With a little over a month left in the summer transfer window, it’s still uncertain whether or not we’ll see ‘Manchester United have signed [insert desired target here]’ at least one more time before the window shuts. Given what David Gill said earlier this week, the chances are more in favor of it occurring than some feel, but that’s something we won’t find out for certain until after United have returned to English soil. So, for the moment, there’s only so much that can be said, speculated, and guestimated about who, if/when, and why/why not.
As for the players currently in the side, quite a few have made noteworthy contributions to the 100% mark that United have heading into the final match of this summer’s five-match U.S. tour, tomorrow night’s highly-anticipated clash with Barcelona.
In case it was hard to keep up, United scored 18 goals in the four wins over New England, Seattle, Chicago, and the David Beckham-led MLS All-Stars. 11 different scorers have accounted for that impressive haul, led by a quartet from Wayne Rooney, who’s in line for a fantastic season if his preseason form is anything to go by. Also in that bunch of scorers are Federico Macheda, Gabriel Obertan and Danny Welbeck, both of whom have made positive impressions in their quest to prove themselves worthy of more regular first-team opportunities this season.
It’s safe to say that we won’t have to worry about where the goals will come from, although it wouldn’t hurt to add someone who can only further United’s potency and productivity in attack (like a certain set-piece savvy Dutchman, for example).
But one area where there is still somewhat of a question mark, and from the looks of it, a definite position battle for at least the short term, is at keeper.
David de Gea has been brought in to be United’s #1 of the future, and he might make that spot his sooner rather than later, especially if he produces a quality performance against Barcelona, a team the former Atletico Madrid man knows a thing or two about.
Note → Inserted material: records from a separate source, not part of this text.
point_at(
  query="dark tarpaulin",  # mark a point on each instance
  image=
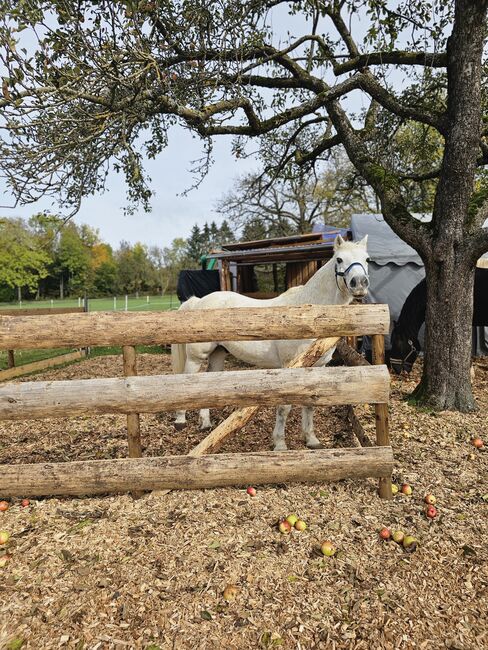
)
(197, 283)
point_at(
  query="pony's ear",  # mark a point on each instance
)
(338, 242)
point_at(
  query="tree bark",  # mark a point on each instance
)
(446, 381)
(450, 265)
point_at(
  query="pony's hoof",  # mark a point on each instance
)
(315, 445)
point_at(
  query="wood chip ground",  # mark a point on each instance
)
(114, 573)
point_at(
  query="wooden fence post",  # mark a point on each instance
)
(381, 410)
(10, 359)
(133, 425)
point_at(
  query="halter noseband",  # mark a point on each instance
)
(343, 274)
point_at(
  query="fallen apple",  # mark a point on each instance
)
(431, 512)
(385, 533)
(328, 548)
(230, 593)
(292, 519)
(284, 527)
(409, 543)
(398, 536)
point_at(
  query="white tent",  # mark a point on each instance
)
(395, 269)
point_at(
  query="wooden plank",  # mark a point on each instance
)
(154, 328)
(41, 311)
(151, 394)
(381, 412)
(43, 364)
(185, 472)
(10, 359)
(133, 423)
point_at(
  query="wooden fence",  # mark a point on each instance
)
(245, 389)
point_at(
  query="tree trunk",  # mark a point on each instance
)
(445, 382)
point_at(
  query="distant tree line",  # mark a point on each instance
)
(48, 257)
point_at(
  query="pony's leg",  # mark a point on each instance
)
(282, 412)
(196, 354)
(215, 364)
(311, 439)
(192, 365)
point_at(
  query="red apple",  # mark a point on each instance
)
(409, 543)
(398, 536)
(4, 560)
(230, 592)
(431, 512)
(284, 527)
(328, 548)
(385, 533)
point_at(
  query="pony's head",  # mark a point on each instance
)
(404, 350)
(351, 266)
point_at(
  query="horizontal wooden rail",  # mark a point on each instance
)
(186, 472)
(41, 311)
(153, 328)
(151, 394)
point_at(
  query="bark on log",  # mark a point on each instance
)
(349, 355)
(43, 364)
(154, 328)
(307, 386)
(185, 472)
(238, 419)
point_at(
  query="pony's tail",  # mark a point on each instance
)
(178, 350)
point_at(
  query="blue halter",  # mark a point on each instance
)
(343, 274)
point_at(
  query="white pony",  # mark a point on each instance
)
(338, 282)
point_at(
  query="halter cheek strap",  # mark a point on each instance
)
(343, 274)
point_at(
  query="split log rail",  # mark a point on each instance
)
(247, 389)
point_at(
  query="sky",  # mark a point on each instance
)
(173, 213)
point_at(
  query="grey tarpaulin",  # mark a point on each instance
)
(395, 269)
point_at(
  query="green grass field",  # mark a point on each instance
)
(143, 303)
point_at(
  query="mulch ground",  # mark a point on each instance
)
(113, 572)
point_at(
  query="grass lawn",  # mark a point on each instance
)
(143, 303)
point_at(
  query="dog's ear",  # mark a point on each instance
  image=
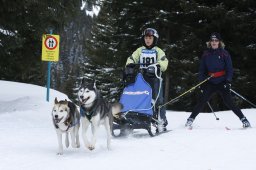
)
(56, 100)
(65, 102)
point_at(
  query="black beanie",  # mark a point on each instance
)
(215, 35)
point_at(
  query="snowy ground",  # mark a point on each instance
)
(28, 140)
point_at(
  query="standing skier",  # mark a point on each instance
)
(150, 54)
(216, 62)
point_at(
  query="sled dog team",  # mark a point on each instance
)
(94, 110)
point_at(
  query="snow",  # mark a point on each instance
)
(28, 139)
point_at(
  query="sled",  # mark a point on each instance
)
(138, 111)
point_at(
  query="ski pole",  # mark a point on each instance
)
(213, 111)
(188, 91)
(242, 97)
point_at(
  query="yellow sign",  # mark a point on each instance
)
(50, 47)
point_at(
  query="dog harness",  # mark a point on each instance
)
(86, 114)
(68, 123)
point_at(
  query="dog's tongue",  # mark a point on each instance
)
(58, 120)
(85, 100)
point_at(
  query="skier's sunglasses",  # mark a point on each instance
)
(215, 40)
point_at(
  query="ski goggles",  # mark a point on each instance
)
(149, 32)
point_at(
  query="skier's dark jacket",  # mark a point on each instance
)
(216, 60)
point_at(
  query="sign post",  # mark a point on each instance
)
(50, 52)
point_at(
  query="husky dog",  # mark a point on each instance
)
(66, 119)
(95, 110)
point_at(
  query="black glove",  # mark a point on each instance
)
(227, 85)
(202, 87)
(132, 65)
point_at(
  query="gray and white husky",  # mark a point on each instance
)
(66, 119)
(94, 111)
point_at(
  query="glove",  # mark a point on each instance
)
(202, 87)
(227, 85)
(132, 65)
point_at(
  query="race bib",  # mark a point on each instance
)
(147, 57)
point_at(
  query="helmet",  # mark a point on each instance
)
(150, 32)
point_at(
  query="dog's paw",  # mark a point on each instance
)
(74, 145)
(91, 147)
(60, 153)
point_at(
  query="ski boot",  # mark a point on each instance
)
(189, 123)
(162, 126)
(246, 123)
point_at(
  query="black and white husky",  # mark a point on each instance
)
(95, 110)
(66, 119)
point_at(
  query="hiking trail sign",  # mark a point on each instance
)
(50, 47)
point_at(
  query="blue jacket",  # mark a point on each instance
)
(216, 60)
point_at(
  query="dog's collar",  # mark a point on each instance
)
(67, 122)
(88, 113)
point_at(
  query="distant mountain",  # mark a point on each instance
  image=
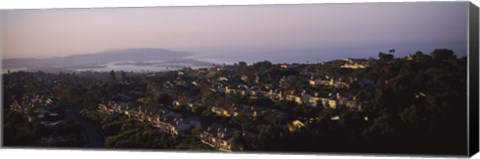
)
(95, 59)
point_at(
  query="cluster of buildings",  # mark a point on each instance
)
(42, 109)
(355, 63)
(216, 136)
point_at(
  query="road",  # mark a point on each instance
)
(93, 134)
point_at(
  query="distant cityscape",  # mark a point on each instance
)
(380, 104)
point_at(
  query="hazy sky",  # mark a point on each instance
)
(352, 29)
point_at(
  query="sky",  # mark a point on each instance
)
(282, 32)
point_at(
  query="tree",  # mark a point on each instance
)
(112, 76)
(123, 76)
(385, 57)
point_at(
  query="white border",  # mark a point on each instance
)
(43, 4)
(74, 154)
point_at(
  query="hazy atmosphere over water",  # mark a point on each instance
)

However, Anders Lindegaard is doing his best to state a claim to starting out the Premier League season as United’s #1, and Fergie handing the reins to the former Aalesund shot-stopper, even for only a few starts, could be a sound move.
One thing that certainly works in Lindegaard’s favor is that he has quite the head start on De Gea.
United swooped for Lindegaard late last November, and although he didn’t officially become a United player until January, he came in December and was able to train with his new teammates, thereby getting a jump on acclimating himself and making a positive impression even before he could officially suit up for the club.
He was able to log FA Cup stars against Southampton and Crawley Town, and he might have been able to log a few more appearances as well, but a knee injury and subsequent surgery caused him to lose some valuable developmental time. But he’s overcome that minor injury setback to, at the very least, cement himself as the #2, all but ensuring that former backup Tomasz Kuszczak will leave the club sometime before the end of next month.
With De Gea not joining up with the squad until Seattle and being eased into action after a busy June with Spain’s title-winning U-21 team, Lindegaard was given the start against New England, Seattle, and the MLS All-Stars.
Lindegaard played the full 90 minutes only in the 4-1 win over New England, with Ben Amos replacing him at halftime in his other two starts, but he has made the most of his time on the pitch. He hasn’t had as much to do as he likely would in a Premier League match, but he has done what’s required of him, and that includes making quality saves on Wednesday night to deny a couple of blistering long-range efforts. It’s a small sample size, sure, but you have to like what you’ve seen thus far.
Could It Aid De Gea’s Development?
By the time United open the Premier League season at West Brom in a fortnight, De Gea will have been with his new team less than a month, and at this point, it’s reasonable to wonder whether or not he’ll be ready. Now, he could produce performances against Barcelona and against City in the Community Shield a week from Sunday that eliminate any concerns about his readiness, but it’s quite possible that Fergie could turn to Lindegaard while De Gea fully settles in.
De Gea is certainly talented enough to start from the outset and not relinquish his position for a long, long time, but he doesn’t have to be and won’t be rushed. There’s still the matter of increasing his grasp of English to better his communication skills with his teammates, which is something that could play in any decision. It looked like he communicated and commanded well in his start against the Fire, but the starts against Barca and City, when he’ll have much more to do, will be more telling.
Making transitions in-season isn’t always easy, but this isn’t a situation where struggles could force a change or player egos could make things messy. Lindegaard is well aware that De Gea wasn’t brought in to sit for long, if at all, and I’m sure he’ll step in and do his best if given the opportunity and then silently step aside when De Gea is ready, if he isn’t immediately.
With Lindegaard having the edge in familiarity and having proven that he can be a more than capable fill-in until De Gea’s fully ready to take over, it wouldn’t be a surprise if the Dane starts some early matches. And it might actually be the best move, especially with the future in mind.